# The Best Tuna Salad Recipe Ever



## jar546

Oh, and the healthiest too.  Give it a try.


----------



## cda

That's Nuts!!


----------



## ICE

Sounds fishy to me.


----------



## fatboy

You can tune a piano, but you can't tuna fish.............sorry, someone had to say it.

The dish looks interesting, not I am not terribly fond of tuna either, I can eat it, but, would rather not.

Seriously, you are good on camera Jeff, I would look like a turd in a punch bowl, and sound like someone had a gun to my head.


----------



## cda

fatboy said:


> You can tune a piano, but you can't tuna fish.............sorry, someone had to say it.
> 
> The dish looks interesting, not I am not terribly fond of tuna either, I can eat it, but, would rather not.
> 
> Seriously, you are good on camera Jeff, I would look like a turd in a punch bowl, and sound like someone had a gun to my head.
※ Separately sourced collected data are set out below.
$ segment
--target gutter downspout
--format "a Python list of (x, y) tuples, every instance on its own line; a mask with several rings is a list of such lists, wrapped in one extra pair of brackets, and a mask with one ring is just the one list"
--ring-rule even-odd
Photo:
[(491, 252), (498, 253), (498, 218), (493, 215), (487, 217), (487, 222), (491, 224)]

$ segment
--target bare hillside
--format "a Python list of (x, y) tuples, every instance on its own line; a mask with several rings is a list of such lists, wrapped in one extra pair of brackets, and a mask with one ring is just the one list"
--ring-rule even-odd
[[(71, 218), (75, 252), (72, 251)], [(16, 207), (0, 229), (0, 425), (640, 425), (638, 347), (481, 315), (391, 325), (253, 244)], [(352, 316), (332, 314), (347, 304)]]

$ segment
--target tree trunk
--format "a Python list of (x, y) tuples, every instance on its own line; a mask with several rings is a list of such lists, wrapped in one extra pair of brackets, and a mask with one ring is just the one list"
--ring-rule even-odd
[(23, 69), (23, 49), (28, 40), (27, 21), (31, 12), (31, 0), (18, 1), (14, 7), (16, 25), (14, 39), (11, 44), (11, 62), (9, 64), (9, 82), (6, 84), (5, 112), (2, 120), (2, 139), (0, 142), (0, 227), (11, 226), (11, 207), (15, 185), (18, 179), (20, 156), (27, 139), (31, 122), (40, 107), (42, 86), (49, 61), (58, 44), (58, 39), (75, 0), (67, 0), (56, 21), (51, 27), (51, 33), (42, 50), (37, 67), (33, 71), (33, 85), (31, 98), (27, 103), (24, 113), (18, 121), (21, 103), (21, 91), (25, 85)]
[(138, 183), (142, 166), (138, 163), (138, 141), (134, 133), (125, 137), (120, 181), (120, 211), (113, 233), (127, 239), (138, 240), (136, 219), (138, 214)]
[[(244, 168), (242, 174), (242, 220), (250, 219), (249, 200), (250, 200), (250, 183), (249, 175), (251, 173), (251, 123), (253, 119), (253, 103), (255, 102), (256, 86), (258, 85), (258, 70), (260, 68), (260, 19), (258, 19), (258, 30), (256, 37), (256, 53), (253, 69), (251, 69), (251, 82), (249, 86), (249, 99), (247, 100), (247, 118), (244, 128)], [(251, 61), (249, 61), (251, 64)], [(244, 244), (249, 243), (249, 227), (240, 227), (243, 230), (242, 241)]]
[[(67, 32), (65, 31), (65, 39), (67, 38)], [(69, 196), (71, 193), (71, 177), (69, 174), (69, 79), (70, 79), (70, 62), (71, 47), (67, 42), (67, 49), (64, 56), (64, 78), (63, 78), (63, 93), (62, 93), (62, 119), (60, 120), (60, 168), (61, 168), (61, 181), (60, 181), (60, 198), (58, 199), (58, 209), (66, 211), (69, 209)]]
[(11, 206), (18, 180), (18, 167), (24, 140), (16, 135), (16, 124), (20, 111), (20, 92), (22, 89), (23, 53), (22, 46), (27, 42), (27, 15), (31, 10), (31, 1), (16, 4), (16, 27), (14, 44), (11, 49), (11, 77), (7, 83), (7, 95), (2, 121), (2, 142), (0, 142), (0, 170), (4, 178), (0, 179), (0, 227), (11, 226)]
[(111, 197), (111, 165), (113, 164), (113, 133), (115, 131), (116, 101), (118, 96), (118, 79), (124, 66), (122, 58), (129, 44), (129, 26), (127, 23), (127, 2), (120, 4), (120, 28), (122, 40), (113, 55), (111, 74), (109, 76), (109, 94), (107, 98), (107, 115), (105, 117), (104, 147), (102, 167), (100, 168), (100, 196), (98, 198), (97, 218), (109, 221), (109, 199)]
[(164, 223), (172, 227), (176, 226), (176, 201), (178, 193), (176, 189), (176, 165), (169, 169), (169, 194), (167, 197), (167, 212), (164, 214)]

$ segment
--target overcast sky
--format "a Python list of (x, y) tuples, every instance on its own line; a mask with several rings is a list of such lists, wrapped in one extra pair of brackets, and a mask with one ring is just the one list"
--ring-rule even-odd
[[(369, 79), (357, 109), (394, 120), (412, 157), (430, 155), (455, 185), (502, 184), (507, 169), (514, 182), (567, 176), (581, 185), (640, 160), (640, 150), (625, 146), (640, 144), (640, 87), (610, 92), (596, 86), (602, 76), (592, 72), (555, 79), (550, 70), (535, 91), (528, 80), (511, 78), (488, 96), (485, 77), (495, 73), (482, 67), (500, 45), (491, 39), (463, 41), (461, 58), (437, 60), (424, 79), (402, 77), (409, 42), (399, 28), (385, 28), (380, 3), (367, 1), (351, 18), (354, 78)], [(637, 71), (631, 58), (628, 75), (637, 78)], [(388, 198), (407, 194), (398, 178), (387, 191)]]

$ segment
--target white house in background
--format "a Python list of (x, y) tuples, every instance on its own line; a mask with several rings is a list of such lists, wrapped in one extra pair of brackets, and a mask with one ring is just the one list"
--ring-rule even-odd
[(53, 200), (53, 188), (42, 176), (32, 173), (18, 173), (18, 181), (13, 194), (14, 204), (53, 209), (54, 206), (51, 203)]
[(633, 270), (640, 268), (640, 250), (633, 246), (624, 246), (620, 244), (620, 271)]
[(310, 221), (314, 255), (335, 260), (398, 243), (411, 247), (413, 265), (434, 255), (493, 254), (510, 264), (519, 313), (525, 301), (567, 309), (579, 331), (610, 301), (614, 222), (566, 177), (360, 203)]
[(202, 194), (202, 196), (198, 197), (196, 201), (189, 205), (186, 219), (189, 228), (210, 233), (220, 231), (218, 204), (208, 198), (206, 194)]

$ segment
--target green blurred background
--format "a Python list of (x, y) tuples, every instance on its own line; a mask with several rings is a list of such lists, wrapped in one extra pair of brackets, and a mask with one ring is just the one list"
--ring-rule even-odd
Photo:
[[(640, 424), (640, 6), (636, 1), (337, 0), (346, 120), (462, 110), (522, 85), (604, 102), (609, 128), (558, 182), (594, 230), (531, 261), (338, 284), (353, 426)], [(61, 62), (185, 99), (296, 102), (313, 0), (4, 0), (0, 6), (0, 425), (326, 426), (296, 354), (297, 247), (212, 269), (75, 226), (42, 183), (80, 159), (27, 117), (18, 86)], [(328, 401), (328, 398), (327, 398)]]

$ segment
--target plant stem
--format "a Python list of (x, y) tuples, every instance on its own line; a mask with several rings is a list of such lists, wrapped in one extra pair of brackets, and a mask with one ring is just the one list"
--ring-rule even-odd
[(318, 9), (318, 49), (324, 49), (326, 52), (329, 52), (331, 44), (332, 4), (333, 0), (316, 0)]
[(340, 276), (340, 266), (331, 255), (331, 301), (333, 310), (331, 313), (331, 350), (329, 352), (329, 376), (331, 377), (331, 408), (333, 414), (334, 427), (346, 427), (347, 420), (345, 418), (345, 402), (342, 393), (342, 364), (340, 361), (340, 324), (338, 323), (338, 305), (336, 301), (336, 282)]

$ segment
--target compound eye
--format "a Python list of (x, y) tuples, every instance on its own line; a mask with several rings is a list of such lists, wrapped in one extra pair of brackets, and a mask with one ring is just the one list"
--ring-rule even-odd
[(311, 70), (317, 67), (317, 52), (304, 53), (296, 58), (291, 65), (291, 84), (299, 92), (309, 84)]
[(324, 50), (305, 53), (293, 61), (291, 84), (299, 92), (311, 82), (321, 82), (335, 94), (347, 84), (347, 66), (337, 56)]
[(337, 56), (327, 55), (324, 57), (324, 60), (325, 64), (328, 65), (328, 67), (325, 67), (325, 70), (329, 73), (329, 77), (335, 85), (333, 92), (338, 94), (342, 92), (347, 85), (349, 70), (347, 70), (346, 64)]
Tuna in a can don't look like tuna from the sea


----------



## rivers

I am not a big fan of tuna either but thanks for sharing the video anyway. It will be good to give it a try.


----------



## CityKin

Thanks for posting.  I'm gonna try this for sure.


----------



## Diannebrown

Good video. Thanks dear friend for sharing it.


----------



## Ammonite

Nice recipee, thanks! I like this one too http://www.marthastewart.com/338287/baby-spinach-salad-with-tuna , one of my favourite and is rather easy to make


----------



## sunpraiser88

WIll try making that later.


----------



## SilasKern

Delicious! I'll refer this to my wife. She's great at making salads as well.


----------



## edfence

Love it!


----------



## Rick18071

looks good. Wish I could eat nuts.


----------



## ADAguy

Spring for Spam if you dare, Aloha.


----------



## cda

Ok i have been eating the same tuna salad since 2016 !!!

I thought this was going to be a monthly recipe thing?


----------